Importantly, this case report does not indicate that BRCA1 is a Fanconi anemia gene, per se. The proband had a Fanconi anemia–like syndrome (some congenital abnormalities, ovarian cancer, carboplatin hypersensitivity) but some clear differences from Fanconi anemia. The patient did not exhibit spontaneous bone marrow failure, though she did exhibit significant mucositis and enhanced bone marrow toxicity (prolonged neutropenia) following carboplatin treatment. Interestingly, carboplatin hypersensitivity is not a feature of BRCA1 heterozygote carriers (11), further supporting the argument that this patient had biallelic deleterious BRCA1 mutations. The patient died before the definitive diagnostic test for Fanconi anemia, named the diepoxybutane (DEB) chromosome breakage test (12), could be conducted. If the patient had survived, the DEB test could have been conducted on the primary peripheral blood lymphocytes and on a patient-derived ovarian tumor cell line. There is a high probability that these patient-derived cells would have been hypersensitive to DEB or carboplatin in vitro and that transfection with the wild-type BRCA1 cDNA would have rescued this cellular phenotype. Still, the cells of the patient also carried a variant allele of BRCA2, which may have contributed, at least in part, to the hypersensitivity to carboplatin.

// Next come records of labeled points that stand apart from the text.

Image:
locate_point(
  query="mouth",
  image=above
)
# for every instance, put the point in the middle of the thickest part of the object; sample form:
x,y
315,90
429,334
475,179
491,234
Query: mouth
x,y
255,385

Although patients with Fanconi anemia are prone to myeloid leukemia and squamous cell carcinomas, they generally do not develop breast or ovarian cancer. Several explanations may resolve this paradox. First, women with Fanconi anemia are hypogonadal, and their low serum estrogen level may protect them from these cancers. Second, women with Fanconi anemia have decreased breast and ovarian tissue mass, perhaps further reducing their cancer risk. Third, women with Fanconi anemia often die young from complications of bone marrow failure or other cancers. Because women with Fanconi anemia live longer, due to improved supportive care, careful screening for breast and ovarian cancer in these patients may be warranted. Recently, there have been anectodal reports of women with subclinical Fanconi anemia (i.e., FANCA−/− patients) who have presented with breast cancer, despite the absence of more obvious Fanconi anemia phenotypic features. On the basis of these findings, any women with ovarian or breast cancer who have a suspicious phenotype (i.e., very early onset of cancer, characteristic developmental abnormalities, or profound carboplatin sensitivity) should be screened for mutations in BRCA1 or BRCA2 and perhaps other genes in the Fanconi anemia/BRCA pathway. Similarly, presentation with a Fanconi anemia phenotype (i.e., bone marrow failure and developmental defects) should warrant investigation for mutations in these same Fanconi anemia/BRCA genes.

In summary, this important new work by Domchek and colleagues (6) identifies a new autosomal recessive genetic syndrome (developmental defects, inherited ovarian cancer susceptibility, and cross-linker hypersensitivity caused by biallelic mutations in BRCA1). The work also describes a systematic approach for testing variant BRCA1 proteins for functional activity in vitro. As more variant BRCA1 alleles are identified through expanding genome-sequencing efforts, there will be a growing need for better functional assays to distinguish deleterious from benign variants.

No potential conflicts of interest were disclosed.